Officer Friendly is here to rifle through your Google user data.
“Probable cause? We ain’t got no probable cause. We don’t need no probable cause. I don’t have to show you any steenkeeng probable cause!”
Zachary McCoy was Just Riding Along™, not unlike thee and me, when the John Laws came calling for his Google user data. According to The Guardian:
McCoy later found out the request was part of an investigation into the burglary of a nearby home the year before. The evidence that cast him as a suspect was his location during his bike ride – information the police obtained from Google through what is called a geofence warrant. For simply being in the wrong place at the wrong time, McCoy was being investigated and, as a result, his Google data was at risk of being handed over to the police.
No thank you, please, and fuck right off with that noise, Officer Friendly. How’s the song go? “Let me ride through the wide open country that I love / Don’t geofence me in.”
I’m barely a worker these days; my paying chores have dwindled to one “Shop Talk” cartoon per month for Bicycle Retailer and Industry News.
Of course, now that BRAIN is a part of the Greater Outside Globe-Spanning Vertically Integrated Paywalled Conglomerate, I find myself negotiating a contract to keep my faded Levi’s up and buckled while I continue to do what I’ve been doing for nigh on to 30 years. So it goes.
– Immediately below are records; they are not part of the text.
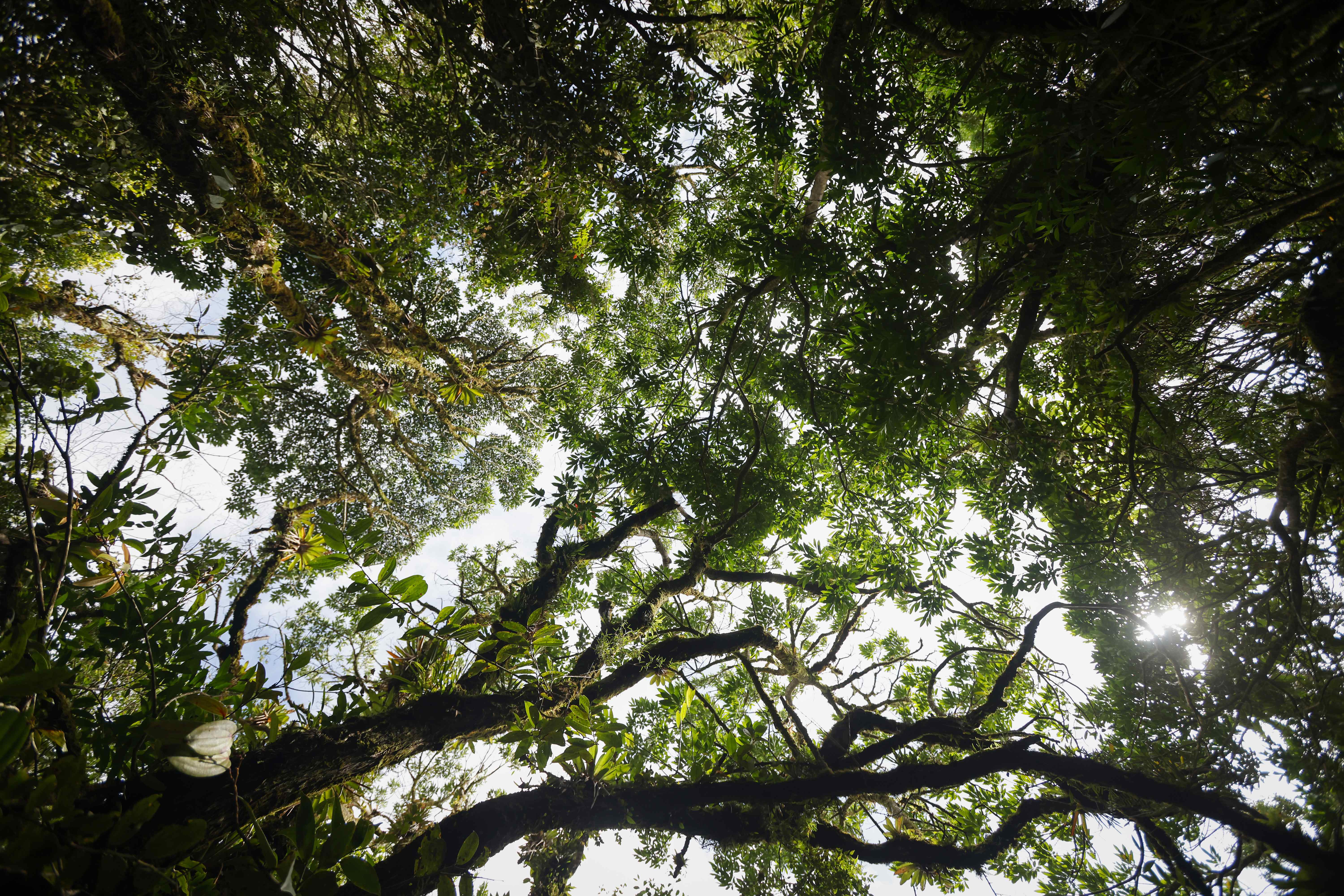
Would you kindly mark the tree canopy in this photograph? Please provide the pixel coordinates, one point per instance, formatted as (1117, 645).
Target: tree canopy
(821, 303)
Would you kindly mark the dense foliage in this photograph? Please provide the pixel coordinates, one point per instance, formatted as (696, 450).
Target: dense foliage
(821, 302)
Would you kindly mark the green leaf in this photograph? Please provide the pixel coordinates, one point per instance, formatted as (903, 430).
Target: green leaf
(468, 850)
(361, 874)
(36, 682)
(14, 734)
(431, 855)
(325, 883)
(411, 589)
(329, 562)
(374, 617)
(208, 703)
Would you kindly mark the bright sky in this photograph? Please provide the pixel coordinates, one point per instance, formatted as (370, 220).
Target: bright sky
(198, 488)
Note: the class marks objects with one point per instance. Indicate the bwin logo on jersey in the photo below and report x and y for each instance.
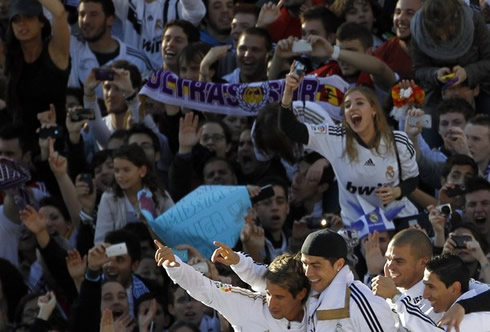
(361, 190)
Thus, in solidarity with all y’all still on The Man’s clock, here a few random tales culled from our workaday world:
• Hotel workers serve as an unsung pit crew for the firefighters battling the Caldor blaze.
• Job openings outnumber the unemployed. But a gulf between the jobs available and what workers want has led to a “Great Reassessment.”
• Speaking of assessments, are the bots trying to upend the MeatWorld JobMart or are we just stumbling around in the dark as per usual? Kevin Drum has some brief thoughts on the topic.
Before the feds drove protesters from Lafayette Square in June, according to an Army National Guard major who was there, the Defense Department’s top military police officer in the Washington region emailed officers in the D.C. National Guard to ask whether the unit had “a microwave-like weapon called the Active Denial System, which was designed by the military to make people feel like their skin is burning when in range of its invisible rays.”
According to The Washington Post:
The technology, also called a “heat ray,” was developed to disperse large crowds in the early 2000s but was shelved amid concerns about its effectiveness, safety and the ethics of using it on human beings.
Pentagon officials were reluctant to use the device in Iraq. In late 2018, The New York Times reported, the Trump administration had weighed using the device on migrants at the U.S.-Mexico border — an idea shot down by Kirstjen Nielsen, then the Homeland Security secretary, citing humanitarian concerns.
But in the email, on which DeMarco was copied, the lead military police officer in the National Capital Region wrote the ADS device “can provide our troops a capacity they currently do not have, the ability to reach out and engage potential adversaries at distances well beyond small arms range, and in a safe, effective, and nonlethal manner.”
Federal police ultimately were unable to obtain a heat ray device — or an LRAD — during the early days of protests in D.C., according to the Defense Department official.
“During the early days,” hey? Don’t forget to wear your Alcoa cammies when you’re out smashing the state, boys and girls. And spray yourself with a little olive oil, maybe stuff a few onions, taters, and carrots into your undies. The “Martians” are going to need a lunch break at some point.